Who are you? Or as a writer, when are you, you?

Later, he said he worried when people who think they “know” him from his appearance on TV and Quiz Shows turn up at his comedy gigs. The “Would I Lie to You Version” of Lee Mack, with all the swearing edited out, wasn’t the person they’d meet in his Live Show tour next year.

There may be people who are completely one and the same in real life and show life. Sarah MacIntyre may sit at home, drawing in her sketchbook or or ipad, wearing a vast oceanic wig and dreaming up more SeaWig stories.


But I don’t think so.
The Showtime Author is - usually - a kind of creation, a personality developed and angled to attract the spotlight, not the whole self. Furthermore, pushed to the highest volume, Showtime Author can also be a danger, a diversion from what life as a “real life author” is like.
Publisher’s publicity teams, the media, schools, teachers as well as children and parents love those writers who are larger than life and who can entertain, maybe, hundreds of children. But that Author is a simplification, a writer that's not quite real, a distortion of the role.
Because super smiling Showtime Author isn’t the one who does the writing, or draws the drawing. The Working Author - imo and all that - tends to be a solitary, slightly tetchy creature, mooching around, thinking writing thoughts, mulling over words or plots, rehearsing lines or scenes or testing out characters in their head.
Working Author is the one who sits at the book, who persists when they could be doing other things. Most of the time, they are not really that bothered about interacting with ANYONE other than the shadows in their heads. It may even be best if they don’t appear anywhere, not without some tidying up or refocusing their attention.
Yet – and I wish some people in education would realise it – Working Author is the one who writes, drafts, rewrites and edits, the one who uses up long hours of life on making the stuff, on the art and the craft.

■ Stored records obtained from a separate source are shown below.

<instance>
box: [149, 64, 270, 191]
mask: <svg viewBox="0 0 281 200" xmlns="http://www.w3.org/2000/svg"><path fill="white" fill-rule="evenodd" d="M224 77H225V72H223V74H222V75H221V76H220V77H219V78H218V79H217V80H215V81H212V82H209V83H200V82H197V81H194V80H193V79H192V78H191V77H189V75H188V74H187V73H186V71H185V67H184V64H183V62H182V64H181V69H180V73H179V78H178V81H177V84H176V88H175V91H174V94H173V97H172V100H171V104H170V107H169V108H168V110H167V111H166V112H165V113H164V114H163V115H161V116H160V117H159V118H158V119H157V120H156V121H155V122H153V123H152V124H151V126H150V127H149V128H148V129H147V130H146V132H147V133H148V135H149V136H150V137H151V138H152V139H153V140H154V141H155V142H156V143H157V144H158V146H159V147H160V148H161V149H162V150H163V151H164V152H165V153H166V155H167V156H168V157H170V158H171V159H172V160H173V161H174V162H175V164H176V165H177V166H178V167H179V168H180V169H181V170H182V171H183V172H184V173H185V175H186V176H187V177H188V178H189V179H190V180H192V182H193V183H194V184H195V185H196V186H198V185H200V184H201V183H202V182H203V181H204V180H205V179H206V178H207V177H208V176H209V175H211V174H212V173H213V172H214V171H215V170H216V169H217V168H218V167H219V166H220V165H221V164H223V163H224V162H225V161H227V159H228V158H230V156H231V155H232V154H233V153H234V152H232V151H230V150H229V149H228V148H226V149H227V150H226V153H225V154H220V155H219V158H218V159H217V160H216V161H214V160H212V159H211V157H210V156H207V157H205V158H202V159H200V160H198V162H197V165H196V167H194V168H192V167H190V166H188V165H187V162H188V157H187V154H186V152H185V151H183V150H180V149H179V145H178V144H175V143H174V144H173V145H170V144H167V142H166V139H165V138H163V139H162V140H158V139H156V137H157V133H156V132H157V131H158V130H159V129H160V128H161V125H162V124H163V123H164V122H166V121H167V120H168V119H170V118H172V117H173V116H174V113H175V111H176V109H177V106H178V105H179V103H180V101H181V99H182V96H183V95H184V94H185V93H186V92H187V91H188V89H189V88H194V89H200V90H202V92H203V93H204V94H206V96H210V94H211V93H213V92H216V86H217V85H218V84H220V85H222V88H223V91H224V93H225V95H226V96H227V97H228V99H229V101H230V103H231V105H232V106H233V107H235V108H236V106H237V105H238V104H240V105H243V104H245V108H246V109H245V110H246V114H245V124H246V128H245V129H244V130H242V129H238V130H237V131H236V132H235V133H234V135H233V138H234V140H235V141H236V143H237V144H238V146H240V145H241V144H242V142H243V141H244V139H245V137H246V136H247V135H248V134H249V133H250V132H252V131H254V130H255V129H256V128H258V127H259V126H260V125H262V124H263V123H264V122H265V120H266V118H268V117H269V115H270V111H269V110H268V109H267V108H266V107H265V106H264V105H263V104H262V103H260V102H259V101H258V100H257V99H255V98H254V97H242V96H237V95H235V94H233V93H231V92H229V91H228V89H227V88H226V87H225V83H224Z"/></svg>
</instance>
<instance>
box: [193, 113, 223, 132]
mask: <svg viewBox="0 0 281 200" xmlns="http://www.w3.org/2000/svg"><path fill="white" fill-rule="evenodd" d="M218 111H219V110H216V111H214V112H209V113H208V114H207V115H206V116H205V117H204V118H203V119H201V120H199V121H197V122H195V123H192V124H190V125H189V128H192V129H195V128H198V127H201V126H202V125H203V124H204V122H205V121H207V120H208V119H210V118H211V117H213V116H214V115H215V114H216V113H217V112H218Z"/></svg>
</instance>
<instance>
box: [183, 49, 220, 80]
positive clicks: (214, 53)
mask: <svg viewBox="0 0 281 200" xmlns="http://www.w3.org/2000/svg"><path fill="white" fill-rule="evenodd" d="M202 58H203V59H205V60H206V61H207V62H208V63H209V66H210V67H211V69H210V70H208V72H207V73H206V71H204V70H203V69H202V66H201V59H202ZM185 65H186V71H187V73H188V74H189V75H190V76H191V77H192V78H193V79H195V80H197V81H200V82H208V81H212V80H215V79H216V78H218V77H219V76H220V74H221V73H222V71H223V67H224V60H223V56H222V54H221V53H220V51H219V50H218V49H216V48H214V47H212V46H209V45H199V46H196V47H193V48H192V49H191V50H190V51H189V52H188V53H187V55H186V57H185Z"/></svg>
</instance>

They do the work. They put down the words.
Not the "Hey, I'm an Amazing Fun Guy", although the work has its own fun. Not the hugely social Showtime Author, entertaining vast assemblies, although there’s few things as satisfying as a brilliant break-through-the-log-jam idea. The Working Author who writes is, usually, a different kind of personality altogether. In fact, I'd almost say that the two rarely appear at the same time.
The hall is full. I can imagine Working Author - her, or him - sitting there in the shadows, away at the back of the audience, giving a knowing glance over the heads of all those gathered together that says “And that’s not even the half of it . . .”
Penny Dolan
Illustration by Peter Bailey from my book "A Boy Called MOUSE" (Bloomsbury)
PS. There is, of course, that other version - “Author as Ordinary Person” - the alert and often practical soul who deals with relatives and kids, shopping, poorly cats or dogs, visiting workmen, broken computers, post-holiday blues and more, while still yearning secretly – or not! - for a bit of Working Writer time.